Wicekanclerz Niemiec twierdził, że import ropy z Rosji stanowi 12 proc. „Die Welt” opisał, że prawda jest inna
Wicekanclerz Niemiec Robert Habeck oświadczył pod koniec kwietnia, że jego kraj jest gotowy, by skończyć z importem ropy naftowej z Rosji. Jako termin zakończenia zakupów z tego kierunku wskazano koniec tego roku.
W maju wskaźnik wyniósł 27,8 proc. całego importu
Habeck tłumaczył, że takie założenie jest możliwe, gdyż import z Rosji stanowi jedynie 12 proc. w całym imporcie wspomnianego surowca do Niemiec. Ustalenia dziennika „Die Welt” wykazały, że wicekanclerz minął się z prawdą.
Ostatnie dostępne dane w wymiarze miesięcznym, tj. za maj, wskazują, że Niemcy sprowadzili z Rosji 27,8 proc. importowanej ropy. W marcu ten wskaźnik był jeszcze wyższy i wyniósł aż 37 proc.

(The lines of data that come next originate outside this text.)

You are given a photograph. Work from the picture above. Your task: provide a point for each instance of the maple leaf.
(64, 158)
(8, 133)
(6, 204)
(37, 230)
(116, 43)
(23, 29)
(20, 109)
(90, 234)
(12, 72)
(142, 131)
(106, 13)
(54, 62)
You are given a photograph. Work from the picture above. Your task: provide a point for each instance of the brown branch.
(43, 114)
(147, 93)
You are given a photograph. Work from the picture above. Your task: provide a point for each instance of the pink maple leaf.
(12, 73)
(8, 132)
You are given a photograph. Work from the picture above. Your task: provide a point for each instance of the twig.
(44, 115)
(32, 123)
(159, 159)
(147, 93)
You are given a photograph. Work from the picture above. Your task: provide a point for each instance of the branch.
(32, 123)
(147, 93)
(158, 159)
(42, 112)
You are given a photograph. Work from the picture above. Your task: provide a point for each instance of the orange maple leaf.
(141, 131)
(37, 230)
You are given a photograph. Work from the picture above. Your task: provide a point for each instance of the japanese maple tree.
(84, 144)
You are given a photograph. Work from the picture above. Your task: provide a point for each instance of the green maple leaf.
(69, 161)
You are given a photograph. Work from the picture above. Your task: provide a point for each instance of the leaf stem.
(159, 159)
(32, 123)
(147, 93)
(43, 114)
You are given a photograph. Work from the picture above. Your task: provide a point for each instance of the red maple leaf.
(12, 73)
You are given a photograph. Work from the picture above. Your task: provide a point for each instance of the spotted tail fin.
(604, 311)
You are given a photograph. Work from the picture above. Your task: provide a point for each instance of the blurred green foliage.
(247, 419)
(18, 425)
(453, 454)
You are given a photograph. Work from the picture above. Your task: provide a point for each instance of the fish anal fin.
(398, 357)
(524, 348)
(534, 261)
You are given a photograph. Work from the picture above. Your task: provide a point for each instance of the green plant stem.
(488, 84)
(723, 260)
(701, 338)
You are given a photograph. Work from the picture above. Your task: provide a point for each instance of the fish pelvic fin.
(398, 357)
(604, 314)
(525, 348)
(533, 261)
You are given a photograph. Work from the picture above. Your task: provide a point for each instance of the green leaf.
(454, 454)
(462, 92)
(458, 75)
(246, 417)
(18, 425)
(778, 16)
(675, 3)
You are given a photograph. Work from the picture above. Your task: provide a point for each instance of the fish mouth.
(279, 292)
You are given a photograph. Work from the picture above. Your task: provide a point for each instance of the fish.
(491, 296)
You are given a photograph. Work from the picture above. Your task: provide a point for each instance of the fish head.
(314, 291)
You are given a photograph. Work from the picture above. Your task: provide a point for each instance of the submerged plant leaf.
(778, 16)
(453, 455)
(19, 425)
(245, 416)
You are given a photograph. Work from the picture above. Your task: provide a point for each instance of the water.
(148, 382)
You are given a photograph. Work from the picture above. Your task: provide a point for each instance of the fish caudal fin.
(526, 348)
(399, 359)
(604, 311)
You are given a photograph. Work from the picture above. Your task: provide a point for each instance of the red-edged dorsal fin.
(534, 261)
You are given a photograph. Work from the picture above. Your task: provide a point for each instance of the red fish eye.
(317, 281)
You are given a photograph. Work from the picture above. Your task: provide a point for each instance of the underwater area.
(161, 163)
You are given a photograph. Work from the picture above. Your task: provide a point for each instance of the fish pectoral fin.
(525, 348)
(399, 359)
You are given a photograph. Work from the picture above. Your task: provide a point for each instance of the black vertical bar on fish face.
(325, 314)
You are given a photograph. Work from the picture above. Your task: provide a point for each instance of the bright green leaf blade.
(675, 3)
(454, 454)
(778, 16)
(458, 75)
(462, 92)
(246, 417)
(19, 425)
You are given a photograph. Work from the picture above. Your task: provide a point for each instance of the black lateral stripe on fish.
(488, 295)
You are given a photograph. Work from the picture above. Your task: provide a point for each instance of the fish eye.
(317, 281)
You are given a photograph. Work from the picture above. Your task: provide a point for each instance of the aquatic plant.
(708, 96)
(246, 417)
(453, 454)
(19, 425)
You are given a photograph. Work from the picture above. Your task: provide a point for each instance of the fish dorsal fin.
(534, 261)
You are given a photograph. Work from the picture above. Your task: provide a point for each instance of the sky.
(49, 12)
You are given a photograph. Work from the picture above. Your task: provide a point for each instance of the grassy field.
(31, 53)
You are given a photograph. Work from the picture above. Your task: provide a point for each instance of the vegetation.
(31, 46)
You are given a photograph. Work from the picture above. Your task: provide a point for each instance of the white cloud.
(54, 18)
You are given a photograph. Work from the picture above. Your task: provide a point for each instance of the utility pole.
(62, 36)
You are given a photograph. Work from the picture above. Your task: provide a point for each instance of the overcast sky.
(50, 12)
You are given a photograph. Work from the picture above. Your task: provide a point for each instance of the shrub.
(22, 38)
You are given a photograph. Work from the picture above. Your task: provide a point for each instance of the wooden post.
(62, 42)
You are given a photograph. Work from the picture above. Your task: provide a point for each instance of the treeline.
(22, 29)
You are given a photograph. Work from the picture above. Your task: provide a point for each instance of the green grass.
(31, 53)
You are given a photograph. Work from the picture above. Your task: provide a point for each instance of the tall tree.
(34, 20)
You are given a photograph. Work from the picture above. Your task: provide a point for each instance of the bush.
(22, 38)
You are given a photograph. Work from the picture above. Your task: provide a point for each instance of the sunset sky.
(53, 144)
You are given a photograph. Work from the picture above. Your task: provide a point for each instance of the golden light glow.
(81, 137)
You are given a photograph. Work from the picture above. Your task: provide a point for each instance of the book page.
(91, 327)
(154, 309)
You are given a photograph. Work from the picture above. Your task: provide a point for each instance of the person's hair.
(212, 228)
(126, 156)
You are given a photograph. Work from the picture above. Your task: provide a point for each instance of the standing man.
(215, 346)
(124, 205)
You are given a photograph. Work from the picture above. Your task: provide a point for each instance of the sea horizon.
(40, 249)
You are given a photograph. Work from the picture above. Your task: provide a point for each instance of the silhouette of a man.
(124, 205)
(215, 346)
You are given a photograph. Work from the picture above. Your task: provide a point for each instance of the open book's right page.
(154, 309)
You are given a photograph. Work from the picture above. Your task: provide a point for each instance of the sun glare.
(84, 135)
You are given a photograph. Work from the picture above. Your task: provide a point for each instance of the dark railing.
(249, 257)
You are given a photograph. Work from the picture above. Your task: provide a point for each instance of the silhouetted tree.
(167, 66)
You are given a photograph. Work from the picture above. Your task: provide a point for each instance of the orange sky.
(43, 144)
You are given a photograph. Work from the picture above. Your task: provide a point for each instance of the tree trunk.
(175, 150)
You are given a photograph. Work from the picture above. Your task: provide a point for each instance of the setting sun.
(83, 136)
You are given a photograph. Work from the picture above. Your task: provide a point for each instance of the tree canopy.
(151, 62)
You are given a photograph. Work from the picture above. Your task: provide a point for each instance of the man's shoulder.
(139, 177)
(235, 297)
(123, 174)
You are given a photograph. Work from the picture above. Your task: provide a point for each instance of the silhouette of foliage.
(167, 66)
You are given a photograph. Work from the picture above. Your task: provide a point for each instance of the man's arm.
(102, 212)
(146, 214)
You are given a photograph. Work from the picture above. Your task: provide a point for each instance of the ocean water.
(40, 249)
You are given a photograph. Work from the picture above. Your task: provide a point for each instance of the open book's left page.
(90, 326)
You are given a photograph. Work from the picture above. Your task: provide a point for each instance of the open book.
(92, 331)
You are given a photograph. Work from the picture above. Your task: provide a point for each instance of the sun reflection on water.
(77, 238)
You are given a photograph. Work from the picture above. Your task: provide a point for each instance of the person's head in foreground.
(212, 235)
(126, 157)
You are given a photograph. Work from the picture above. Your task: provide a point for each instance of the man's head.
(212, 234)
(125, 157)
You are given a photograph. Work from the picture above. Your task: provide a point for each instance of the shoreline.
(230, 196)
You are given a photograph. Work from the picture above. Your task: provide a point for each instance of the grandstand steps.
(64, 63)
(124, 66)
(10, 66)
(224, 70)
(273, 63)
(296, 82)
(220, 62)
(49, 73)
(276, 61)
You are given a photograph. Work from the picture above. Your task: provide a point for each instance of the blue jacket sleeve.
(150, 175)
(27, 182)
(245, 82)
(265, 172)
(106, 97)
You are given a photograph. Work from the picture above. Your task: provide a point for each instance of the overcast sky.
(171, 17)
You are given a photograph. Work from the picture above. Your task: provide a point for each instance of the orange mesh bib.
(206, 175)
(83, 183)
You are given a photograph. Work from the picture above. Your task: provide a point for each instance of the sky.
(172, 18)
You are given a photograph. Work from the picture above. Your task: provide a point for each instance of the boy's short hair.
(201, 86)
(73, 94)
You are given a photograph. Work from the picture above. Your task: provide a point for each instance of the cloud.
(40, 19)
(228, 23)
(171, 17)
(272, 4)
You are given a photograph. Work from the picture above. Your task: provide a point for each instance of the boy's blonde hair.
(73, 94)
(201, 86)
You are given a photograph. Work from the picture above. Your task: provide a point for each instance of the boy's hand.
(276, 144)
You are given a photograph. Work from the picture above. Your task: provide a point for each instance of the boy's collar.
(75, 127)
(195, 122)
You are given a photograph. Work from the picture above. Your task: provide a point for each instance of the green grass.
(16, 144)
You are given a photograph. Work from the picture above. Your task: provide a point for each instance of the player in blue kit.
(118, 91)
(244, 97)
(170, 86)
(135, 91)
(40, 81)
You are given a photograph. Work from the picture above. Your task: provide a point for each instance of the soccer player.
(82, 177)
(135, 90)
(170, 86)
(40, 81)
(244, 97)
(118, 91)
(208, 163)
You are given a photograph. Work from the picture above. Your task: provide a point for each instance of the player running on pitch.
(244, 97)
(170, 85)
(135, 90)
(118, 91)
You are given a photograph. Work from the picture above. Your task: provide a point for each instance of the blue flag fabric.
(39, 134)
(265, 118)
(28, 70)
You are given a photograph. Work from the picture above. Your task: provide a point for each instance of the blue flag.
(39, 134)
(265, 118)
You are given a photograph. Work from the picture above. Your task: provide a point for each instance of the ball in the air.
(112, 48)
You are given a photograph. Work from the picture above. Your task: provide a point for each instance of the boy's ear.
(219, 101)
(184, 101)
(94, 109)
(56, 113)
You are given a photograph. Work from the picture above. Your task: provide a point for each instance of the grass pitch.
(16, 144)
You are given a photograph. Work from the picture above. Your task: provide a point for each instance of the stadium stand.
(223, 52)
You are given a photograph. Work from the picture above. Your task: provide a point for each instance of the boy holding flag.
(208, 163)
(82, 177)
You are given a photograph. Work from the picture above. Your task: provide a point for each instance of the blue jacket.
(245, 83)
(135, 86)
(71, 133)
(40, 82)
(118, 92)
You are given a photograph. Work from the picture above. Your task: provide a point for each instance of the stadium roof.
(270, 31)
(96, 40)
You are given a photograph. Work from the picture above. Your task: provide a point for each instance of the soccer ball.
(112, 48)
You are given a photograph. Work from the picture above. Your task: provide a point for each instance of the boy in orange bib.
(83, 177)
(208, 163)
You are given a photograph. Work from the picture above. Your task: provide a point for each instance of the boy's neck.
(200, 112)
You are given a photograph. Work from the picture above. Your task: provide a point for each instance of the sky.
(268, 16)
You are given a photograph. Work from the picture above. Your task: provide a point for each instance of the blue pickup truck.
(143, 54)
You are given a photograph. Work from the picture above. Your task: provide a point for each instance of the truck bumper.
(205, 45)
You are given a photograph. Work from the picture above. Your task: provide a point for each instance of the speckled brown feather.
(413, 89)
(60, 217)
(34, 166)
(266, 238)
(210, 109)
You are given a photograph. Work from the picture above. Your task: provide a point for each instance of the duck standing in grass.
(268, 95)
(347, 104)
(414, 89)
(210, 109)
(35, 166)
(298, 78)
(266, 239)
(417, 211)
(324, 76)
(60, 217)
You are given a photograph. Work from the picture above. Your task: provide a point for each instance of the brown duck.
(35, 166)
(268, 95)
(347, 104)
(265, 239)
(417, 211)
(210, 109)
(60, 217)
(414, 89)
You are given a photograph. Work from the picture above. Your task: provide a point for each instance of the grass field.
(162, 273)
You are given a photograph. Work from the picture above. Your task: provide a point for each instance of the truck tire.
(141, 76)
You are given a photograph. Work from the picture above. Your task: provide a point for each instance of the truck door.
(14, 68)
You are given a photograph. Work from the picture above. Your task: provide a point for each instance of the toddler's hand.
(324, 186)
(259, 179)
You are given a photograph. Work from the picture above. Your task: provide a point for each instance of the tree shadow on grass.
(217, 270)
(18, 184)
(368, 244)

„Najwyraźniej to jego spontaniczna ocena”
Dane zostały udostępnione przez niemieckie ministerstwo gospodarki w odpowiedzi na pytanie Jensa Spahna, wiceszefa największej partii opozycyjnej CDU.
– Zależność od Rosji prawie się nie zmniejszyła. Ogłoszone przez Habecka ograniczenie importu z Rosji do 12 proc. było najwyraźniej jego spontaniczną oceną – skwitował polityk CDU.
Z kolei redakcja „Die Welt” wystosowała do resortu gospodarki pytanie, czy wobec tego zapowiedziany termin całkowitego wycofania się z importu rosyjskiej ropy jest w ogóle możliwy. „Ten plan nadal obowiązuje” – napisano w odpowiedzi.
„Niemcy powinny stanowić tu wzór”
Krytyka na zbyt opieszałe odchodzenie od rosyjskiej ropy dochodzi także z partii FDP, która wchodzi w skład koalicji, tworzącej rząd w Berlinie. Michael Kruse, rzecznik ds. polityki energetycznej tej partii skwitował, że taki stan rzeczy jest „absolutnie niezadowalający”.
– Unia Europejska zdecydowała się na dalekosiężne embargo na ropę naftową z Rosji, które musi zostać wdrożone jak najszybciej. Niemcy powinny stanowić tu wzór do naśladowania – oświadczył Kruse.